Generative AI Drives Rise in Low-Level Cybercrime

Generative AI is fueling low-level cybercrime. Spam and scams are everywhere. But the sophisticated “superhackers” security experts warned about? They haven’t materialized. That’s according to a new study from Cambridge University.

Researchers analyzed nearly 100,000 underground forum threads. They found AI tools marketed for malicious hacking are mostly ineffective. Criminals are using the technology for mundane fraud at scale. Nothing groundbreaking.

The study’s titled “Stand-Alone Complex or Vibercrime?” It examined 97,895 forum threads from the CrimeBB dataset. Researchers manually inspected more than 3,200 posts after ChatGPT’s 2022 launch.

Only 1.9% of posts involved AI-related crime. Most focused on generating spam content. Phishing copy. Explicit images. Not advanced malware or exploits.

“Dark AI” products promised big things. WormGPT was supposed to help criminals bypass mainstream AI safety guardrails. It flopped. Hard.

Forum users complained constantly. These tools were ineffective marketing stunts. They offered no advantages over jailbroken versions of mainstream chatbots. Even skilled hackers who use AI coding assistants treat them like autocomplete tools. Think Stack Overflow replacements. Not revolutionary hacking aids.

“Rather than enabling autonomous cybercrime networks, AI currently boosts petty scams more than elite hacking,” the Cambridge study concluded.

AI does show impact at the bottom tier of online crime. Scammers use large language models to mass-produce SEO blog spam. Cheap eBooks. Romance scam scripts. Phishing messages.
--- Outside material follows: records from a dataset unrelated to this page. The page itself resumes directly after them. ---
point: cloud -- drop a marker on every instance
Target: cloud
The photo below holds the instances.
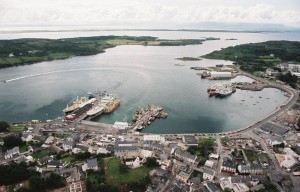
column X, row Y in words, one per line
column 89, row 12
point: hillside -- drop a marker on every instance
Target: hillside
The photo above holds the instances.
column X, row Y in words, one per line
column 27, row 51
column 259, row 56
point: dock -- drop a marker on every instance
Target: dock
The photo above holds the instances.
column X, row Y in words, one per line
column 144, row 117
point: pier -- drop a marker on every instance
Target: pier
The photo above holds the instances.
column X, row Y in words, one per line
column 144, row 117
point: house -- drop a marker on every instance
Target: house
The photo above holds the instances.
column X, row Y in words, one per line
column 102, row 151
column 26, row 137
column 288, row 162
column 244, row 169
column 55, row 149
column 38, row 138
column 23, row 158
column 56, row 164
column 186, row 157
column 153, row 137
column 228, row 166
column 135, row 163
column 190, row 140
column 214, row 156
column 211, row 187
column 259, row 187
column 126, row 149
column 208, row 174
column 49, row 141
column 256, row 169
column 90, row 164
column 12, row 153
column 3, row 188
column 44, row 160
column 74, row 176
column 271, row 72
column 195, row 182
column 68, row 145
column 120, row 125
column 183, row 176
column 237, row 184
column 275, row 140
column 263, row 160
column 209, row 163
column 83, row 147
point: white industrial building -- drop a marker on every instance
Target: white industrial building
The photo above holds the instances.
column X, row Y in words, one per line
column 220, row 75
column 154, row 138
column 120, row 125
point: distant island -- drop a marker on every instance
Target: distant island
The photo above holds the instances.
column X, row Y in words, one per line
column 259, row 56
column 27, row 51
column 189, row 58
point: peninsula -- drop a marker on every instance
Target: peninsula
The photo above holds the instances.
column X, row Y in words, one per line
column 259, row 56
column 27, row 51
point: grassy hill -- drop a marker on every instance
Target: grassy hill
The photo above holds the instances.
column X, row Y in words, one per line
column 259, row 56
column 27, row 51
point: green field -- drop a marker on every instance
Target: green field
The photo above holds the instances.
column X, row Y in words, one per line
column 42, row 153
column 27, row 51
column 115, row 178
column 16, row 128
column 259, row 56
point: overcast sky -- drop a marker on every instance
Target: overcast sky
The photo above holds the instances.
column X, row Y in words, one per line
column 152, row 13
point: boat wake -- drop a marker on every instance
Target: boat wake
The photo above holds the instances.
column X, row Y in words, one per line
column 41, row 74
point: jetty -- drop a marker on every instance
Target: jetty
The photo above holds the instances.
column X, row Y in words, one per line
column 144, row 117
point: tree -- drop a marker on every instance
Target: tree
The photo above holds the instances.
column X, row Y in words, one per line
column 54, row 181
column 83, row 156
column 12, row 141
column 4, row 126
column 14, row 173
column 151, row 162
column 36, row 183
column 227, row 190
column 123, row 168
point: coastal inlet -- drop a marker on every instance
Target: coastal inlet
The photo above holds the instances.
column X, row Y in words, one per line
column 144, row 117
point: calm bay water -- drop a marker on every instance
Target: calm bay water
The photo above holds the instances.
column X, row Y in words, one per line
column 139, row 76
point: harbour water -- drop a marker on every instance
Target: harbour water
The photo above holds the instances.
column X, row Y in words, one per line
column 139, row 75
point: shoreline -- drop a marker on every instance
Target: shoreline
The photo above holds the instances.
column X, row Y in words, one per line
column 279, row 110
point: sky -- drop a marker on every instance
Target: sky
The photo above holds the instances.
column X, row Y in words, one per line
column 148, row 13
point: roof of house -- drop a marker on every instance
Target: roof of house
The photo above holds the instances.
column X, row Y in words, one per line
column 190, row 140
column 244, row 168
column 276, row 139
column 44, row 160
column 92, row 163
column 12, row 151
column 262, row 159
column 208, row 171
column 21, row 159
column 237, row 179
column 227, row 163
column 195, row 180
column 271, row 127
column 276, row 176
column 56, row 163
column 69, row 143
column 212, row 187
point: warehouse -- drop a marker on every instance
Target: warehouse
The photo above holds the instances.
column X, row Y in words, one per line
column 220, row 75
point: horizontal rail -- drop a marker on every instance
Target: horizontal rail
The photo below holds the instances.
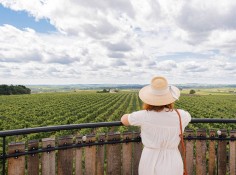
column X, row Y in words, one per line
column 93, row 125
column 85, row 144
column 79, row 145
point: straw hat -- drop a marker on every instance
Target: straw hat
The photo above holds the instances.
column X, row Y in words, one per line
column 159, row 93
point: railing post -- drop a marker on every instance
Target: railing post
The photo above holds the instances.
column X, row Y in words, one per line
column 16, row 165
column 222, row 156
column 212, row 154
column 65, row 156
column 78, row 157
column 189, row 150
column 113, row 155
column 33, row 159
column 4, row 155
column 127, row 154
column 48, row 158
column 90, row 156
column 100, row 154
column 201, row 153
column 137, row 153
column 232, row 155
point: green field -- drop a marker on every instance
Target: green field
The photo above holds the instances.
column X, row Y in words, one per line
column 24, row 111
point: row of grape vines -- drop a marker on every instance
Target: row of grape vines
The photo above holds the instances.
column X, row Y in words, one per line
column 24, row 111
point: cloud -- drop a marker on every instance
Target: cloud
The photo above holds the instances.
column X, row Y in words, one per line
column 121, row 39
column 120, row 46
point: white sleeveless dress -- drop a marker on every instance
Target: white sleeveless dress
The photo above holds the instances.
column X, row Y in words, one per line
column 160, row 137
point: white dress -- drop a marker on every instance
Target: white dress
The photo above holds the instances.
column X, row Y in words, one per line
column 160, row 137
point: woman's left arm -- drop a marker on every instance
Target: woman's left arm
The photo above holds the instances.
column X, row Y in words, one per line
column 124, row 120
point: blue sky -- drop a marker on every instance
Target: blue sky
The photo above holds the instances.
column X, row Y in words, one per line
column 74, row 42
column 22, row 20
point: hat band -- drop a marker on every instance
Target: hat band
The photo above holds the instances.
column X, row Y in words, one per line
column 159, row 92
column 165, row 91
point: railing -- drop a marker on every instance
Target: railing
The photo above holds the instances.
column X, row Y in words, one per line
column 89, row 155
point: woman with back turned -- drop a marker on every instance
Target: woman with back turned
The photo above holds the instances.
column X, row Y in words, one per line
column 160, row 128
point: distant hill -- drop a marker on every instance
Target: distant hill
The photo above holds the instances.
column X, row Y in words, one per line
column 74, row 87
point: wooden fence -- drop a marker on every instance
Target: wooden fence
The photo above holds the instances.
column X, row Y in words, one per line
column 203, row 156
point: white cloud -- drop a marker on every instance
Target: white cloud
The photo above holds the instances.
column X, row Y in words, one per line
column 125, row 40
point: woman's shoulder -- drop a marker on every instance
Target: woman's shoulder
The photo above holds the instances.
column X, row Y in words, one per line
column 185, row 115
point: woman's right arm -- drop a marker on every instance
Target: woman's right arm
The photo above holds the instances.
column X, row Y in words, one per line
column 124, row 120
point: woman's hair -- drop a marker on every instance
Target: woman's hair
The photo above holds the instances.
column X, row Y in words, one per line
column 158, row 108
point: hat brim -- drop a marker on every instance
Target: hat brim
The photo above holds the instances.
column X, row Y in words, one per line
column 146, row 95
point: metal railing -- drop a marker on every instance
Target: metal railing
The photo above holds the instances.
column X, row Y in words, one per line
column 7, row 133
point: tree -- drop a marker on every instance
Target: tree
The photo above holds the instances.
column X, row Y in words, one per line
column 192, row 91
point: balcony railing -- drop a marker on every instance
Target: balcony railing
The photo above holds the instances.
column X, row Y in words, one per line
column 112, row 152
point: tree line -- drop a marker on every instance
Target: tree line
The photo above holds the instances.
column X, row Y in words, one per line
column 12, row 90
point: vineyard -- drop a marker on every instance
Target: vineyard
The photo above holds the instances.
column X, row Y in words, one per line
column 24, row 111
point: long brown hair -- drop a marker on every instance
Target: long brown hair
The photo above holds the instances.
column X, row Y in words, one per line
column 158, row 108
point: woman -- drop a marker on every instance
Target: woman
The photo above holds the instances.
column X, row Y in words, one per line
column 160, row 128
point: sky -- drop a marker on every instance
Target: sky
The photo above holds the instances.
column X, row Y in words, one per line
column 117, row 42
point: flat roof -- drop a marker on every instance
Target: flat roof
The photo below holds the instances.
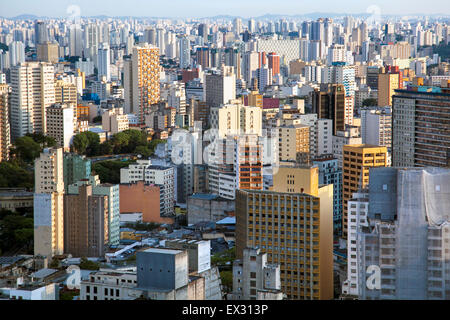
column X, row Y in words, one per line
column 164, row 251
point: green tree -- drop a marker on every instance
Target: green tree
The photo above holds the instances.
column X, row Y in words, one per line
column 80, row 143
column 14, row 176
column 109, row 171
column 86, row 264
column 227, row 280
column 87, row 143
column 26, row 149
column 44, row 141
column 144, row 151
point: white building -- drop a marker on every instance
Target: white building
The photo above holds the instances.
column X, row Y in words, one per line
column 220, row 88
column 376, row 126
column 143, row 170
column 103, row 62
column 61, row 124
column 342, row 138
column 114, row 121
column 33, row 91
column 254, row 278
column 358, row 209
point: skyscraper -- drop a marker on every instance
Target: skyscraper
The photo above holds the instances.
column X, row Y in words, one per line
column 103, row 62
column 355, row 172
column 420, row 127
column 40, row 32
column 5, row 134
column 329, row 103
column 85, row 223
column 141, row 80
column 49, row 203
column 295, row 230
column 33, row 91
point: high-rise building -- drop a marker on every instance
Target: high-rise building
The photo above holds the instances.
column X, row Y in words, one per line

Image and voice generation tools support “eWhoring” operations. Services offer fake nude images of targets for roughly a dollar each.

These activities mirror older spam and fraud operations. But AI’s ability to generate high volumes of content changes the game. Cheaply. Quickly.

The research suggests AI guardrails are surprisingly effective. Major providers implemented them. Jailbreaks break quickly. Open-source models remain clunky for criminal purposes.

Low-skilled criminals still rely heavily on existing script libraries. Forum users warned that AI-generated code can be insecure. Overreliance erodes genuine programming skills.

The study does flag a longer-term concern. AI could displace legitimate software developers from the job market. Some may migrate to underground forums seeking income. That influx of technical expertise could gradually professionalize parts of the cybercrime economy.

Right now those operations work at low sophistication levels. Today’s petty scams could become tomorrow’s more capable operations. That’s the real risk.